The modern hippie community has no longer dropped out of the mainstream to inspire political revolution. They have dropped out merely for the sake of a misfit existence. Even the community’s political radicalism, where it exists, is misdirected. I overheard one attendee last weekend talking about his desire to move to a commune where everything would be shared. But he said that as soon as anyone attempted to barter or trade, he would leave. He called such behaviour, “economics.” 

That seriously saddened me because it confused the mere act of asking for something in return for a product you worked hard to produce with the large-scale economic exploitations of the modern industrial era. A successful commune returns its residents to a lifestyle where power arises from the community’s own productive labour.
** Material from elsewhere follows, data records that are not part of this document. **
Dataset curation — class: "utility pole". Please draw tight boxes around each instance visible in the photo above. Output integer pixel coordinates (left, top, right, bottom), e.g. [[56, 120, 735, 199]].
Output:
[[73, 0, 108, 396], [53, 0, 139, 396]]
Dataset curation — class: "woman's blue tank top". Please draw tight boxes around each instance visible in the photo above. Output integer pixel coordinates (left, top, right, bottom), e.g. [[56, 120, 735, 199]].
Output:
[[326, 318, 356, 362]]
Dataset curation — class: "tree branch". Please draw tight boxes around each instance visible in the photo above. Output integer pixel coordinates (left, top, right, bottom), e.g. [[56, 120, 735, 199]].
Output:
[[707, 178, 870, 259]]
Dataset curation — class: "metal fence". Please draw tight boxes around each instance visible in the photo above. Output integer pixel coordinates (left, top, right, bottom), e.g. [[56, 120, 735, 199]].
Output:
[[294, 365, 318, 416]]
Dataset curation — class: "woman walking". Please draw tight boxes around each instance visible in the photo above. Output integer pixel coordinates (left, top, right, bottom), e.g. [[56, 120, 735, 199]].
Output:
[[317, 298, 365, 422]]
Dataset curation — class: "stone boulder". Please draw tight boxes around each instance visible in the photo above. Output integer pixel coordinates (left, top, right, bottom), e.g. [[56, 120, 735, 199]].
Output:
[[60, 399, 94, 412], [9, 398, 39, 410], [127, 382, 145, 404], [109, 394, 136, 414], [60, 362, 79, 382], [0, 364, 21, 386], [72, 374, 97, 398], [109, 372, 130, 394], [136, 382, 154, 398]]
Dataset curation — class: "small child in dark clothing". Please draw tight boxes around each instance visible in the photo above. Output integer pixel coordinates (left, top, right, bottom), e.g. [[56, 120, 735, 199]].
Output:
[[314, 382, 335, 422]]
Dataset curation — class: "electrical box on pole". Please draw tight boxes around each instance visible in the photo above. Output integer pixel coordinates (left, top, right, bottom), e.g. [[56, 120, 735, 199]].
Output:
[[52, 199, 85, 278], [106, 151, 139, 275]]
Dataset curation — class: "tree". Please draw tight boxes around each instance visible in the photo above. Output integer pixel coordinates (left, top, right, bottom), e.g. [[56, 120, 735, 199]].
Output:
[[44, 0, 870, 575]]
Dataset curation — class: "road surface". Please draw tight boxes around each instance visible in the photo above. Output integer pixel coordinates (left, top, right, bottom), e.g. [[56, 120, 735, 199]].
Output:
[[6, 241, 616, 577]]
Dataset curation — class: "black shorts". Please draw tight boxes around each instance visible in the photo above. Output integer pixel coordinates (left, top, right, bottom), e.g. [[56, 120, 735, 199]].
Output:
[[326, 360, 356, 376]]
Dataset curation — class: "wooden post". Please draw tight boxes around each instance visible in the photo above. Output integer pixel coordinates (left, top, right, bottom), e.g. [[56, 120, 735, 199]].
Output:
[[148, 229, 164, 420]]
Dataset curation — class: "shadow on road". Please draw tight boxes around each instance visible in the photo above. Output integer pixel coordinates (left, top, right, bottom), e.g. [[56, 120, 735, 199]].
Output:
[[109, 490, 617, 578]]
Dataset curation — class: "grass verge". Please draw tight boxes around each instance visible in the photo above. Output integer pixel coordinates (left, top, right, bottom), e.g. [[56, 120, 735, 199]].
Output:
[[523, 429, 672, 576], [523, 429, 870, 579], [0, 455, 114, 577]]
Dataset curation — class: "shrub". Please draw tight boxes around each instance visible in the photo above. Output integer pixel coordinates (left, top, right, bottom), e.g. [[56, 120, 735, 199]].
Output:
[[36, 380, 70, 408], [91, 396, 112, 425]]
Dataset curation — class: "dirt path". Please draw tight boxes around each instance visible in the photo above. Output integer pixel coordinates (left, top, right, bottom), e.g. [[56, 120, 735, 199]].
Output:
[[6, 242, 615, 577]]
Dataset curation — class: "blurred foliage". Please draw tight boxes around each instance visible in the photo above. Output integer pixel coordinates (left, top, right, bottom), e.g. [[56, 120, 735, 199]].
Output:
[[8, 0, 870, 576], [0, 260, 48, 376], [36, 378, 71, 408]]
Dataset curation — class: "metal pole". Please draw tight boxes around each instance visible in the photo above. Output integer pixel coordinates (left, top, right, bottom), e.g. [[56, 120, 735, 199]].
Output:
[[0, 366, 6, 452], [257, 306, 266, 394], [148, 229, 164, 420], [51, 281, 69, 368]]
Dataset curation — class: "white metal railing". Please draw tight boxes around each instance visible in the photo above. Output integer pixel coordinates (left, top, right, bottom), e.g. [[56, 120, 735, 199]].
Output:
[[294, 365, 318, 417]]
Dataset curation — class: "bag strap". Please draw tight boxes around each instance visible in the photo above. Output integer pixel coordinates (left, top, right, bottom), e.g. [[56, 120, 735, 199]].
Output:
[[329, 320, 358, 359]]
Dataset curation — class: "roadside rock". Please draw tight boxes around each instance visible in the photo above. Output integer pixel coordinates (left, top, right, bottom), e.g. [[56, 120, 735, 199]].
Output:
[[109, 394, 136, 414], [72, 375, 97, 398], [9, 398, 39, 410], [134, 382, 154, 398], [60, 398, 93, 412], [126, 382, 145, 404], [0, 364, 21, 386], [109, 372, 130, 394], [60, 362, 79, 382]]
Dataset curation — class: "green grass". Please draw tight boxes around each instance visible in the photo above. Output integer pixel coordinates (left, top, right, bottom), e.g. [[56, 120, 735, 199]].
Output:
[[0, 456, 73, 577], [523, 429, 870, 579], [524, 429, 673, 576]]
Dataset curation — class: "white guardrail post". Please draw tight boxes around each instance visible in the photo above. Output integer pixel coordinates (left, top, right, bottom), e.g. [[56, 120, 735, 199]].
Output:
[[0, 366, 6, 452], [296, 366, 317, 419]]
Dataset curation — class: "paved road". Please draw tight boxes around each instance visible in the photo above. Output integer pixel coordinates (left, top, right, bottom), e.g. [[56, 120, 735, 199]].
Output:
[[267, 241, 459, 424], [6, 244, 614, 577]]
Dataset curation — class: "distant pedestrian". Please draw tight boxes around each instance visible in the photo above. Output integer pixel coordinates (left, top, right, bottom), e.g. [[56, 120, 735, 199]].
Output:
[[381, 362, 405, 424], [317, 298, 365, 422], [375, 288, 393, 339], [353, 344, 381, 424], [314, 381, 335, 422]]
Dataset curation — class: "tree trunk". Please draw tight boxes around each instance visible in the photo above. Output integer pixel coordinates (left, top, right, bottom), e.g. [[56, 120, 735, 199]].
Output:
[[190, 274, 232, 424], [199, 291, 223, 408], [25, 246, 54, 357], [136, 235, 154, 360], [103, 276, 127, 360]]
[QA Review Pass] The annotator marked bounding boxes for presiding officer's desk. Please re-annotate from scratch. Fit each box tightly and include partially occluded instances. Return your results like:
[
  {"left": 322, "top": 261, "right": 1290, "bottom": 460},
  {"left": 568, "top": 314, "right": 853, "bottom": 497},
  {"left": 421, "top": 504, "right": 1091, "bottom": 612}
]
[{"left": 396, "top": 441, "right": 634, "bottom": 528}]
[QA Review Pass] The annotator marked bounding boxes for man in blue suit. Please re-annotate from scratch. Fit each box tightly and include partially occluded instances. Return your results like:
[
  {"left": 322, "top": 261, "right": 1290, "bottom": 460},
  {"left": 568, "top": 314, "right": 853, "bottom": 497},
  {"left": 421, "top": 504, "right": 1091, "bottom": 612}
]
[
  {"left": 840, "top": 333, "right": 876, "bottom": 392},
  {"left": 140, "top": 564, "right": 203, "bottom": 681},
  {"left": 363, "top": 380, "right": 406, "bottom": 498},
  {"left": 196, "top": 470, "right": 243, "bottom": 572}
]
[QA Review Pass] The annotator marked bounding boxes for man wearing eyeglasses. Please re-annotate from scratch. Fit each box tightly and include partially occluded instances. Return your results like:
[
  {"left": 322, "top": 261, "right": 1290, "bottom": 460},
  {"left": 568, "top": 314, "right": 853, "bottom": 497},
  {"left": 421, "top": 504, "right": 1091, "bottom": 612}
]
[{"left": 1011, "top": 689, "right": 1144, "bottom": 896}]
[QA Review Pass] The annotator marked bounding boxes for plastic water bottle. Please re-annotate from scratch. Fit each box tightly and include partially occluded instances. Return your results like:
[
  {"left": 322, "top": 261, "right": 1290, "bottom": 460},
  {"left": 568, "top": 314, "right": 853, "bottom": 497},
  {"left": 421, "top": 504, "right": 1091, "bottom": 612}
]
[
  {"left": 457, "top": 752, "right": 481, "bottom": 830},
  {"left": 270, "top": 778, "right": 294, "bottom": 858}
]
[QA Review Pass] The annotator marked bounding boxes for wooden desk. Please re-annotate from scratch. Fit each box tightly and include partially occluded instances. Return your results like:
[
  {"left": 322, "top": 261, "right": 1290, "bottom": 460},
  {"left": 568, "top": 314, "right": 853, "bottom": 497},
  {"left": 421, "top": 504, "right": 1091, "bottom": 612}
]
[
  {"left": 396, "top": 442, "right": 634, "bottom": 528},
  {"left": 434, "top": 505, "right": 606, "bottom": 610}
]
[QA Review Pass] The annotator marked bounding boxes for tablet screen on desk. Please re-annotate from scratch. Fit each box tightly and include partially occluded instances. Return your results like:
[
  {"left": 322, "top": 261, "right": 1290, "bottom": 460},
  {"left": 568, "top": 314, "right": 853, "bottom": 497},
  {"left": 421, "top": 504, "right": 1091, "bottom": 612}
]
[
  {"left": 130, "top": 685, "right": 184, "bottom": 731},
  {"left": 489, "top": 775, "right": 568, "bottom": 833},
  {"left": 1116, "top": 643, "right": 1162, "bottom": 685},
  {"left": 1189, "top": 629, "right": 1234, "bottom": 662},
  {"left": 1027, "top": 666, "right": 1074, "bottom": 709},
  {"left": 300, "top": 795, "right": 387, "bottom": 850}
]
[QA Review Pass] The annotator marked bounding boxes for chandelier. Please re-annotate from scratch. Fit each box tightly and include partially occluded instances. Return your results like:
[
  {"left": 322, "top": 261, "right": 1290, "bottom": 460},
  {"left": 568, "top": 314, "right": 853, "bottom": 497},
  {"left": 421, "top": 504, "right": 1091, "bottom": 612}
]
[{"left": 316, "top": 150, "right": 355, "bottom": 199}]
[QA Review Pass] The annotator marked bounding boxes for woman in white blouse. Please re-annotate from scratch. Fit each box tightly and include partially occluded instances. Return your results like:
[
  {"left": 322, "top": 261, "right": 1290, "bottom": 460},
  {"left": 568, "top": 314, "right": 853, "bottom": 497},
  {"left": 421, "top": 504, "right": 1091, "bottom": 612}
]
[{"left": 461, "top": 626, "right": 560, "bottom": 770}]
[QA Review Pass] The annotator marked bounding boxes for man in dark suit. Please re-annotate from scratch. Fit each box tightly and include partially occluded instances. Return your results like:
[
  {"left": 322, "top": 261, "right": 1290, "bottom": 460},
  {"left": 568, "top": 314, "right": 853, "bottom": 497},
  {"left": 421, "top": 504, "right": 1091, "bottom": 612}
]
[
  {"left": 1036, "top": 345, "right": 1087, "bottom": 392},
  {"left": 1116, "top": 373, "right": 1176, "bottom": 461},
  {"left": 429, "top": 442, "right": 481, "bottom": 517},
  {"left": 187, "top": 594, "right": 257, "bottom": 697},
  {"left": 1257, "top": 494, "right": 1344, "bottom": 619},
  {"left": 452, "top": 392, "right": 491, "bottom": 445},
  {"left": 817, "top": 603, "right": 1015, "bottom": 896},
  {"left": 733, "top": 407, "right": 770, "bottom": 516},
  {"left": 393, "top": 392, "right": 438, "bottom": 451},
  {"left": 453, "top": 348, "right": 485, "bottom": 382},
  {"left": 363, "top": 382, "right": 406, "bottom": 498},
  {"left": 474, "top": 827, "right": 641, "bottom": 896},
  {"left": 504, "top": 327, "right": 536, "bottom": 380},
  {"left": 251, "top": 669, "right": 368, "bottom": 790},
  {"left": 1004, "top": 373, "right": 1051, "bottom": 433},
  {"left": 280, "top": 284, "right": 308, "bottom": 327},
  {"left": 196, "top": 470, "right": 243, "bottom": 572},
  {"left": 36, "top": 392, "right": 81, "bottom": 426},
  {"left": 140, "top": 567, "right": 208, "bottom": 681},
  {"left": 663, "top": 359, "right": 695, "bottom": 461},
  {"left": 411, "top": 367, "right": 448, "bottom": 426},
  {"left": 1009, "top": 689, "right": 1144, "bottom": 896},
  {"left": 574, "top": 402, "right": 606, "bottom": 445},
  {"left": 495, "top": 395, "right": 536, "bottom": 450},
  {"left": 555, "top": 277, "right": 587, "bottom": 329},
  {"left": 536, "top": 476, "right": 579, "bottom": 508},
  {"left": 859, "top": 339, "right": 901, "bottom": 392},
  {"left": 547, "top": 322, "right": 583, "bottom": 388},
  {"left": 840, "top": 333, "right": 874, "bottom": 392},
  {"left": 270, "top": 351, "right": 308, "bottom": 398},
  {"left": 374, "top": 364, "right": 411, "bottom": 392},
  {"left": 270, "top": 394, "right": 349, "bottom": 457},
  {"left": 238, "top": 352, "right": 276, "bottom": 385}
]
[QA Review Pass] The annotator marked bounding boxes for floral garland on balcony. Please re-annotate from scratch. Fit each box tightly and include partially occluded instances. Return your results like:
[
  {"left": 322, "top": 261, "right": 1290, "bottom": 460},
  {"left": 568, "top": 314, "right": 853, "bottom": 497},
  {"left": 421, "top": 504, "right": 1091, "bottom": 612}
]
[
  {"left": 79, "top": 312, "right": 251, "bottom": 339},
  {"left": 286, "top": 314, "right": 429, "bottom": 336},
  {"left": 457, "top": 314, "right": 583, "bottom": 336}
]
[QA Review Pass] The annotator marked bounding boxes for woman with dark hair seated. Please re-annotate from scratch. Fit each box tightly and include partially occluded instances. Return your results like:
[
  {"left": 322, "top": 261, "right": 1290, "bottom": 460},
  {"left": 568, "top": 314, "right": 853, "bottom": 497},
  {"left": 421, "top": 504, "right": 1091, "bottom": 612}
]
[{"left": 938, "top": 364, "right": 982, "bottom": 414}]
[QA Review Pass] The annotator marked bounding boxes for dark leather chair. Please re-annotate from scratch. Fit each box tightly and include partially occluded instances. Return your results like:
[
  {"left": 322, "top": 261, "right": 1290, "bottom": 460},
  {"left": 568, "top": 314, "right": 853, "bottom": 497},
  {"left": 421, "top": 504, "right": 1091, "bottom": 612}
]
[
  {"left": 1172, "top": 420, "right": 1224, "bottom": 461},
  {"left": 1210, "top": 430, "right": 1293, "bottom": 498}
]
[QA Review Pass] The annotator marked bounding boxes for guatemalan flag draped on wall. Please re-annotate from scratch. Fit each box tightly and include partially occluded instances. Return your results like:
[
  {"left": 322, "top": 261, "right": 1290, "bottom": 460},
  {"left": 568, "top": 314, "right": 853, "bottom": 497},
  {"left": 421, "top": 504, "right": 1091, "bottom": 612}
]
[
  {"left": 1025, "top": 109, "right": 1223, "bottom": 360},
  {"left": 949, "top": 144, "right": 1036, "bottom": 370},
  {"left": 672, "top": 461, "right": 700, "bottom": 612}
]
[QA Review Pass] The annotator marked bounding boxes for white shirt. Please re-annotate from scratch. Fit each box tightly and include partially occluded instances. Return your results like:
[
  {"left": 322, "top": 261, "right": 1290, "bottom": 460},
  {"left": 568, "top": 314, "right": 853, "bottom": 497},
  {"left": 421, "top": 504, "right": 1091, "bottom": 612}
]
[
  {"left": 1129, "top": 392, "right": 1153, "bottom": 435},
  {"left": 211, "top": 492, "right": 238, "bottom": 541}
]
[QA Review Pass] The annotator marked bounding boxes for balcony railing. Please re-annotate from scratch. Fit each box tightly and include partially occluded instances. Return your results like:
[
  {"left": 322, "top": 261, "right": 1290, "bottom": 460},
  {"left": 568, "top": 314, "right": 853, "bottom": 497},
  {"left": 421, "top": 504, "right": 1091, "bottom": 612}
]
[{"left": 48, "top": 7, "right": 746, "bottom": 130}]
It is not a place like a music festival, where the escapism and partying of the many attendees rest on the intense labour of a small technical crew working to the bone. 

As I watched a field full of people dancing wildly on more speed than a fighter pilot usually takes while the enormous bass of hour-long psy-trance mixes blasts them with more powerful forces than a riot control sound cannon, it reminded me of Marinetti’s comments on the mechanization of man. Human industry creates a force so powerful that it dwarfs humanity itself, crushing it under its waves. 

The psy-trance was exploding across the central field of Eclipse Festival for 90 of 96 total hours. Its rhythm constant, its beat continuous, its pulse shattering, its force unrelenting. As the music overtook our entire environment, dominating every aspect of our experience, I felt myself become psy-trance. In a wonderful, adventurous weekend that brought me romantic joy and happy encounters with old friends and new ones, I experienced philosophical disappointments that re-energized me for future creativity. 

I realized that a book like Utopias, with its goal to help resurrect a livable ideal for a better world, is more necessary than ever when the former vanguards and prophets of that world have sunk into ignorance and self-absorption. Perhaps with a little charismatic writing, they can be woken up again.